While Bayern and Robert Lewandowski continue their revival, Dortmund are finding goals from all over. Nils Petersen was also on the scoresheet to complete a remarkable record while a new American made a fast start.Good week for: Nils Petersen (pictured), Jadon Sancho, Borussia Dortmund, Robert Lewandowski, Josh Sargent, Hertha Berlin, Gladbach
Bad week for: RB Leipzig, Frankfurt's front three, Schalke, The bottom six
The lowdown:
– It wasn't pretty, but the league leaders, Borussia Dortmund got their first win in Gelsenkirchen since October 2013. The 2-1 victory over Schalke keeps Dortmund nine (CHANGE FOR GLADBACH?) points clear and gives them a big opportunity to go in to the winter break undefeated. BVB have only won by more than a single goal once since mid October but have now racked up five wins in a row. The stuff of champions?
– While Christian Pulisic and Weston McKennie both featured in the derby, it was another American who made the biggest impact on the weekend. Less than two minutes after coming on the pitch for his Bundesliga debut, Josh Sargent nodded in to an unguarded net from centimeters out to seal a 3-1 win for Werder Bremen over Fortuna Düsseldorf . Not a bad start for the 18-year-old.
– Frankfurt's front three have found it similarly easy to find the net this term. Until Saturday night. Luka Jovic, Ante Rebic and Sebastian Haller had scored 24 goals between them but all spurned big chances in the 1-0 loss to Hertha Berlin. It was the first time since the Super Cup defeat to Bayern that the Eagles have failed to score.
– For much of the last five seasons, with the honorable but injury-assisted exception of Alex Meier in 2014-15, the race for the Goldem Boot has been a battle between Robert Lewandowski and Pierre-Emerick Aubameyang. With the Gabonese striker now topping the Premier League charts, Lewandowski may have thought the crown was his again. His brace yesterday made it nine for the Pole, one eight players within two goals of leaders Jovic and Paco Alcacer (10).
– For all of Dortmund's fine form, there is one team who just about have them in their sights. Last weekend's blip in Leipzig threatened to derail Gladbach's hopes of catching Dortmund at the top, but Dieter Hecking's side returned strongly against struggling Stuttgart. A second half blitz saw the hosts rip through Stuttgart, making it four wins from five in the league and keeping the gap at seven points.
The quotes:
"Nuremberg didn't play football. We've found our rhythm again; things are coming automatically again." Robert Lewandowski after Bayern's 3-0 win.
"The goal was for grandmother and my family." Jadon Sancho on his winner in the Revierderby. The English winger only returned to Germany on Friday after the death of his grandmother.
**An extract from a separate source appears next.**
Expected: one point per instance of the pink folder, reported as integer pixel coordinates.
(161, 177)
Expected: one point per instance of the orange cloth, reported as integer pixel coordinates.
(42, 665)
"We earned it, because we dominated for 90 minutes. [But] we let Schalke put us to sleep. Schalke were playing strange football." Marco Reus on strikerless Schalke.
"Our biggest problem at the moment is our lack of cutting edge." Domenico Tedesco on his team's lack of firepower. Schalke have scored just 11 open play goals from their 14 games.
"I can see a lot of myself in him and I’m really happy for him." Bremen's Martin Harnik talks up the new man, and himself.
"He's the best midfielder I have seen in 20 years." Hertha boss Pal Dardai waxes lyrical on Liverpool loanee Marko Grujic, who scored the Berlin side's winner.
The stats:
Nils Petersen's goal against RB Leipzig was his 37th for Freiburg in the Bundesliga, which pulled him level with Papiss Cissé as the club's all-time leading scorer in Germany's top division. It also made him the only current player to have scored against each of the 18 clubs currently in the top flight.
Thomas Delaney's opener for Dortmund was his first since joining the club from Werder Bremen. That makes it 16 different goalscorers for BVB, the highest figure in Bundesliga history at this stage of the season.
Robert Lewandowski's opener was his fifth headed goal in a row in all competitions. He ruined the sequence by stabbing in a rebound for his second.
The weird
The 1-1 draw between Mainz and Hannover wasn't the highest quality contest but, at the start of the second half the players had an ideal excuse for misplaced passes. Numerous flares in the stands shrouded the pitch in smoke and the referee was forced to send the players back towards the dressing room while the smoke cleared.
The fans
The majority of Dortmund's ultras were serving the last game of a ban from travelling to Gelsenkirchen for the derby. Their absence made for a more subdued atmosphere in the Veltins Arena but they made up for it when their team returned on Saturday evening.